By Anne Brenner Posted May 25, 2013 at 9:44 am

ORANGE COUNTY-In light of the recent tornado tragedy in Oklahoma, emergency officials at the local level are taking a look at what to do in the event of a similar disaster.

Orange County Emergency Management Coordinator Darshan Patel says his department has been especially focused on making resources available to the public.

“We at OrangeCounty have readyorange.org, and that allows citizens to go and get information,” he says. “Most of that is based off the information on ready.gov. Obviously tornados are a little different than things like hurricanes or floods, but there are also checklists on there to talk about specific events.”

Last Monday, a massive tornado in Moore, Oklahoma killed 24 people and injured hundreds more. But despite the destruction, Patel says the National Weather Service has in recent years become more technologically adept in alerting the public of an upcoming catastrophe.

“Now the NWS has things like what they call INWS, which is a text-based alerting system where you can set something up just for your town or for the entire county—whatever shape you want to draw on the map,” he says. “If there’s anything in that area or affecting that area, they’ll make sure you have a text message for that.

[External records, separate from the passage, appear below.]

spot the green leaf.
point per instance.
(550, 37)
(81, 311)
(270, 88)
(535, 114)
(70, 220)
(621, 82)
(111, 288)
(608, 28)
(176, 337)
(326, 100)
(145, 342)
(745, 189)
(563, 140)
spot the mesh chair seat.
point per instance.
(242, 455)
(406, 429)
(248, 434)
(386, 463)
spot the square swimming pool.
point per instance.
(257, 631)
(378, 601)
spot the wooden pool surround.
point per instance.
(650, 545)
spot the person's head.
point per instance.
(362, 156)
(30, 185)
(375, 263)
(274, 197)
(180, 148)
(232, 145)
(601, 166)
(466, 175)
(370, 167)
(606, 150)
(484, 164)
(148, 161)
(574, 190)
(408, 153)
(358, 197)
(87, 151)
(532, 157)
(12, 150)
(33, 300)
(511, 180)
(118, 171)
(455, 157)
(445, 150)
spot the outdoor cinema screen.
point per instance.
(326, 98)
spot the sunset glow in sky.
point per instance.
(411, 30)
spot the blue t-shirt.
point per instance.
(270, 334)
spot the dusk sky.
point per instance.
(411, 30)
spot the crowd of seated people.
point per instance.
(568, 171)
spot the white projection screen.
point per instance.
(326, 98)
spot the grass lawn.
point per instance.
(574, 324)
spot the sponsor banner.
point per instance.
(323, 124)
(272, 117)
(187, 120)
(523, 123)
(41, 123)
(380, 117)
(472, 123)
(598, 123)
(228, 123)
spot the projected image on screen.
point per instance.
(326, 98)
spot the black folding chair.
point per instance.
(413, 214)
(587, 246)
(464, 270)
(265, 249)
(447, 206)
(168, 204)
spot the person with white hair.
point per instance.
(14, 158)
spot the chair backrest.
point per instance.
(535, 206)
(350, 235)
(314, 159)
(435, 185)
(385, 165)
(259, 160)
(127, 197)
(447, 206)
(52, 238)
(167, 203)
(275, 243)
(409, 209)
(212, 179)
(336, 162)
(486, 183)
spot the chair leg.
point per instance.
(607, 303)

It’s about making sure you have access to the alerts, warnings, and information, because that’ll allow you to better make decisions.”

Still, Patel says older technologies are sometimes the most effective.

“Obviously the old school weather radios are still there, and they’re probably one of the best investments people can make to make sure their families are prepared for an emergency.”

And above all, Patel says the best weapon against a disaster is preparedness.

“Tornadoes can be very quickly moving and developing storms, so being prepared and having a plan beforehand is going to be the most important to making sure you and your family stay safe,” he says.”